Öyleyse evvelâ Allah’a irademizin Allahû Tealâ’ya küçük bir standartta, hudutlu bir kısmıyla teslim olması söz konusu. Bu teslim bizi Allah'a ulaşmayı dilemek seviyesinden, Allah’a ulaşmak seviyesine ulaştırır. Allah'a ulaşmak konusunda harekete geçmek seviyesine ulaştırır. 2 tane davet var sevgili kardeşlerim:

1- Allah'a ulaşmayı dileme daveti.
2- Allah'a ulaşmayı daveti.

7 furkan Allah'a ulaşmayı dileme davetinin kalkanlarını teşkil eder. Ondan sonra Allahû Tealâ’nın diğer unsurları; kalbimize ulaşması, kalbimizin nur kapısını Allah’a çevirmesi, göğsümüzden kalbimize nur yolu açması, zikir yapmamız, kalbimize rahmet ulaşması, arkadan huşuya ulaşmamız ve mürşidimizi Allah’tan sorduğumuz zaman Allah’ın bize mürşidimize göstermesi, yeni safhaları içerir ki, mürşidimize ulaştırır bizi.

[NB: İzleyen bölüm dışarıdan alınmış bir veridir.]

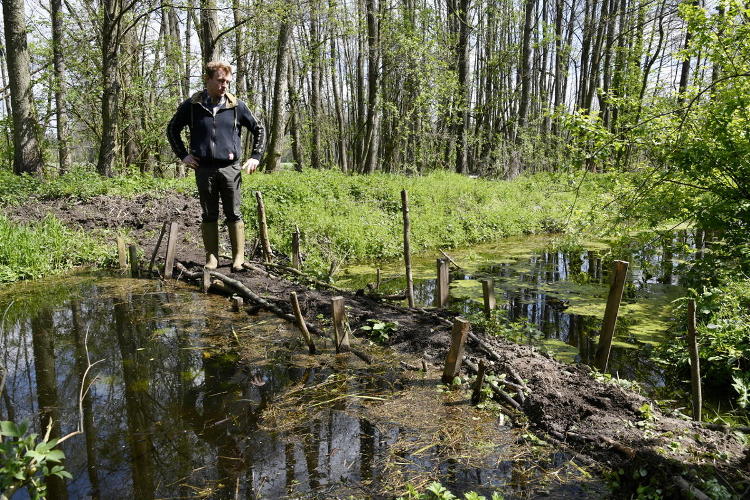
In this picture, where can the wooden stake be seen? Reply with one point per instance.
(442, 283)
(695, 368)
(296, 262)
(341, 335)
(455, 355)
(263, 228)
(156, 248)
(237, 303)
(476, 396)
(134, 267)
(122, 253)
(610, 315)
(407, 249)
(488, 291)
(206, 283)
(171, 244)
(301, 322)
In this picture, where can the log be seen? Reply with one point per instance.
(441, 290)
(300, 321)
(171, 244)
(156, 248)
(121, 253)
(476, 395)
(610, 316)
(135, 270)
(695, 367)
(263, 228)
(488, 292)
(456, 353)
(407, 249)
(340, 330)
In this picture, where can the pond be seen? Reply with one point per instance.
(188, 399)
(553, 293)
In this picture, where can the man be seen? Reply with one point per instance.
(215, 119)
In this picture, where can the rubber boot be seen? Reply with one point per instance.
(210, 232)
(237, 238)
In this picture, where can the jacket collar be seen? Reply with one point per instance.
(231, 102)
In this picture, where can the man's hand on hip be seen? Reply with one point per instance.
(191, 161)
(250, 165)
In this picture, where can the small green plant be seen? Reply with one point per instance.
(379, 331)
(24, 462)
(436, 491)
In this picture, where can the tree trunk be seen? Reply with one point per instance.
(372, 134)
(209, 31)
(59, 68)
(27, 154)
(273, 158)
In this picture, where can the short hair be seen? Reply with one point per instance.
(213, 66)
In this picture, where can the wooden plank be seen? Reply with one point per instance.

Biz ulaşmamışızdır, Allah ulaştırmıştır. Bunların herbiri Allahû Tealâ’nın bir ihsanı. 12 tane ihsan alırız Allahû Tealâ’dan. Ve Allah'a ulaşmayı dilediğimiz anda irademiz Allah’ın kontrol altına girmiştir. İlâhi İradenin kontrolu altına girmiştir.  Mürşidimize ulaştığımız zaman bu, daha büyük bir seviyeye ulaşmıştır. Daha ilerde ruhumuzu Allah’a ulaştırdığımız zaman daha üst seviyede bir iradeyi teslim söz konusudur. Ama bu noktadan sonra koruyucu kalkan ortadan kalkmaktadır.

İrademizin teslimine rağmen, bizim tarafımızda irademizin belli ölçülerde Allah’a teslimi söz konusu. Ama Allah’ın cephesindeki Allah’ın etkenliği devam etmiyor. Devam etmesi için bizim Allah’a yeniden vekil etmemiz lâzım. Ve o inanca tâbî olmamız lâzım ki, madem ki Allahû Tealâ bize biz Allah'a ulaşmayı diledik ve bizi kendisine ulaştırdı. Öyleyse verdiği sözü Allah mutlaka tutar. Öyleyse biz fizik vücudumuzu Allah’a teslim etmeyi dilersek gene Allah’ı vekil tayin ederiz.  Allah mutlaka fizik vücudumuzu teslim alır. İşte böyle bir dizaynı tatbik sahasına geçiren kişi için, bundan sonra da Allahû Tealâ’nın vekil edilmesi yani kişinin Allah’a tevekkül etmesi söz konusu olur. Daha sonra nefsimizin tesliminde, daha çok Allah’a irademiz teslim oluyor. İrşada ulaştığımız zaman daha çok oluyor. Ama bütünüyle nefsimizi, bütünüyle irademizi Allah’a teslim etmemiz, ancak irşada ulaştıktan sonra ki son kademede gerçekleşiyor. İradesi Allah’ın iradesine bağlanmış birisi oluyoruz. O noktadan itibaren Allah’ın bütün emirlerini yerine getiren, yasak ettiklerini işlemeyen bir hüviyet kazanıyor.

Doğan Kuşman: “Hidayetlerimiz arttıkça tevekkülümüzle birlikte kısmi teslim de artıyor ve sonuçta 7. hidayet ile beraber tam irade teslimi oluşuyor diyebilir miyiz?" diyor.

Aynen öyle. Tam irade teslimi 7. safhada oluşuyor.